Erika duduk di bangku belakang paling pojok, tidak mendengar apa yang gurunya sedang jelaskan dan hanya menatap keluar jendela dengan semilir angin yang menerpanya. Erika adalah anak yang pintar atau bisa dikatakan jenius dengan otaknya yang sangat encer, tanpa memperhatikan pun erika sudah mengerti apa yang di jelaskan dengan gurunya tersebut.
Erika bosan dengan keadaan kelas yang hening dan hanya ada suara gurunya saja yang menggema cukup keras. erika meminta izin pada gurunya untuk pergi ke kamar mandi, setelah mendapatkan izin erika tidak pergi ke kamar mandi melainkan ke atap gedung sekolah.
Erika berdiri di ujung atap gedung sekolahnya, menghirup udara dengan kuat-kuat dan menghembuskan nya secara perlahan "loh mbak, mbak jangan bunuh diri"ucap seseorang yang sepertinya erika kenal, erika menoleh pada asal suara tersebut membuatnya cukup kaget dengan kedatangan pria tersebut.
"Loh, mbak kan yang waktu itu mau bunuh diri di puncak kan?"tanya pria tersebut dan hanya di balas anggukan oleh erika "kenapa sih setiap ketemu mbak kok mbak mau bunuh diri?
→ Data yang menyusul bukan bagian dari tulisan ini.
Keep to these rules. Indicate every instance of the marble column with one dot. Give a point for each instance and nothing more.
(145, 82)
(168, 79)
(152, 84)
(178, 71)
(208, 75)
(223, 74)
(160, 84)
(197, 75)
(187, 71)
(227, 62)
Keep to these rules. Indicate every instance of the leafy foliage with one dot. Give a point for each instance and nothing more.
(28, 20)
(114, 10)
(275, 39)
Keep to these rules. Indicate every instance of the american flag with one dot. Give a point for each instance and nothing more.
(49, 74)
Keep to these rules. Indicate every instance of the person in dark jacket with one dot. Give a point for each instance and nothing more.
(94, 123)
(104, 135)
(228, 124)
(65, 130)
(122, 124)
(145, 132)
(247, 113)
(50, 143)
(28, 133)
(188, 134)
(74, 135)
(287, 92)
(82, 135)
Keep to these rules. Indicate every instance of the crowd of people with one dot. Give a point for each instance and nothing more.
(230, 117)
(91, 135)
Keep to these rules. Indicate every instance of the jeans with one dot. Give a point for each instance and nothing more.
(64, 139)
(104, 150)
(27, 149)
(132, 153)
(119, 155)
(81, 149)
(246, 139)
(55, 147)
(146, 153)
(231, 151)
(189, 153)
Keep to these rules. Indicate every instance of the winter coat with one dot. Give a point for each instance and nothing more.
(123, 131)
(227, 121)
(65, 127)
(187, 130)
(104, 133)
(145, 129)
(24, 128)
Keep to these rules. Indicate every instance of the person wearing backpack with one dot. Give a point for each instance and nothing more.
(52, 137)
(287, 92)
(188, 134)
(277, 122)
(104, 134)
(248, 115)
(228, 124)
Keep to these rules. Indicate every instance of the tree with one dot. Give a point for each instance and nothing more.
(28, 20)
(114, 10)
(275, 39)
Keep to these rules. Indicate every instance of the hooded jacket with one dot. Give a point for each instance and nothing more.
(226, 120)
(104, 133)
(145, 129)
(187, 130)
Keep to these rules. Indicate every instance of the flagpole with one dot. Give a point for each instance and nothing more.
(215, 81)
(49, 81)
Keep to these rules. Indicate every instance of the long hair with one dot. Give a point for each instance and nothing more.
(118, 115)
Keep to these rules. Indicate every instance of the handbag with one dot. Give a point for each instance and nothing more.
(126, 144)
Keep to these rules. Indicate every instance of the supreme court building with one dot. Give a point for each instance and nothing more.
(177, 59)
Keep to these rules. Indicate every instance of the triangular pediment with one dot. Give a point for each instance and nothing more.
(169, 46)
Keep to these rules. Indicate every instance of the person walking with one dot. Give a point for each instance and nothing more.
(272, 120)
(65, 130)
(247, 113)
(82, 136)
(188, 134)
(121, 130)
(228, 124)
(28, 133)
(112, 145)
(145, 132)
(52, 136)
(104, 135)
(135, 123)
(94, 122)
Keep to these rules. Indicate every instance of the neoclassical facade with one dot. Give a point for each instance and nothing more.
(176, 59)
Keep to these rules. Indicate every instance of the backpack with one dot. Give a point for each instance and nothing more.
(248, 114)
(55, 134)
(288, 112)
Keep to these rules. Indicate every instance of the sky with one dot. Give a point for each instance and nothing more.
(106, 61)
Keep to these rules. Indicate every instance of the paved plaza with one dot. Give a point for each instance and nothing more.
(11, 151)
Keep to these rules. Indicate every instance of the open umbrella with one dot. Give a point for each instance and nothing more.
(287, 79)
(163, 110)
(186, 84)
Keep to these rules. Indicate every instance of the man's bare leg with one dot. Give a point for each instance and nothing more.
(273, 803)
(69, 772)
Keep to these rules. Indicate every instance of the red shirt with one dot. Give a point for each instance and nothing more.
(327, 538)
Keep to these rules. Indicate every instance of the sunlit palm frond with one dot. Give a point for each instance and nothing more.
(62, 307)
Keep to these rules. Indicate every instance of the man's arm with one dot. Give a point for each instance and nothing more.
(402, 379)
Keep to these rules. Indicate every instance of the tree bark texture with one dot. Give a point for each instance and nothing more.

Eh kok belibet gini ya omongan gue"lanjut pria tersebut membuat erika mau tidak mau menarik urat mulutnya sedikit keatas
"Dan lo kenapa bisa ada di saat gue mau bunuh diri?"tanya erika dingin"Saya kan gak tau kalo kamu mau bunuh diri, lagian juga saya kebetulan aja kok disini"ucap pria tersebut yang membuat erika menggeleng karenanya,erika segera pergi menuju pintu keluar dari atap gedung tersebut
"Eh tunggu, mbak mau kemana?"tanya pria tersebut membuat erika membalikkan badan dengan kesal "eh denger iya mas, nama gue bukan mbak, gue erika dan jangan pernah manggil gue mbak mbak risih gue dengernya"ucap erika cukup keras
"Eh maaf, aku kan gatau kalo nama kamu erika lagian kita ketemu kan selalu di saat yang tidak tepat mbak"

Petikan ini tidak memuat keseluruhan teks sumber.